Overwegingen
1. De voorzieningenrechter treft alleen een voorlopige voorziening als “onverwijlde spoed” dat vereist.
2. De beide omgevingsvergunningen die verweerder aan vergunninghouder heeft verleend zien op de activiteit ‘kappen’ van bomen. Omdat verzoekster bezwaar heeft gemaakt tegen de omgevingsvergunningen en tijdens de bezwaartermijn verzoeken om een voorlopige voorziening heeft ingediend, zijn de omgevingsvergunningen van rechtswege geschorst totdat de voorzieningenrechter op het verzoek heeft beslist.Dit betekent dat de vergunninghouder tot zolang nog geen gebruik mag maken van de verleende omgevingsvergunningen.
3. Vergunninghouder heeft meegedeeld dat hij zo snel mogelijk verder wil gaan met de werkzaamheden en niet wil wachten op de uitkomst van de bezwaarprocedure.
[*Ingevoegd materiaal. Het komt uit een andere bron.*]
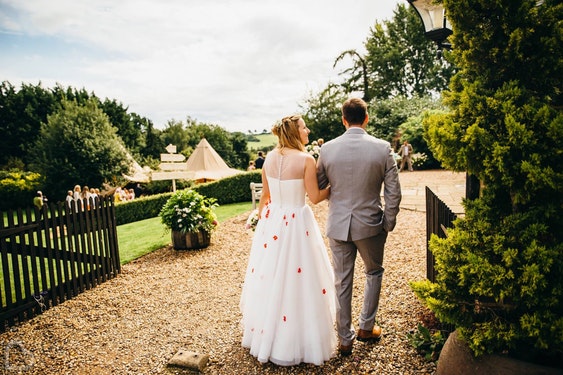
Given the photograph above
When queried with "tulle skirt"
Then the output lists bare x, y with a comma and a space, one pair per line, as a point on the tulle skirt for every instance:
288, 299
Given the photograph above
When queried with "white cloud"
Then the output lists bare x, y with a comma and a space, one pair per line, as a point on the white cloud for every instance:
239, 64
4. De bomen die op basis van de besluit I worden gekapt, moeten wijken vanwege de sloop van het bestaande flatgebouw. Met het ontmantelen van het flatgebouw is al gedeeltelijk gestart. Gelet op de toelichting op de zitting heeft verzoekster een spoedeisend belang bij haar verzoek om een voorlopige voorziening ten aanzien van besluit I.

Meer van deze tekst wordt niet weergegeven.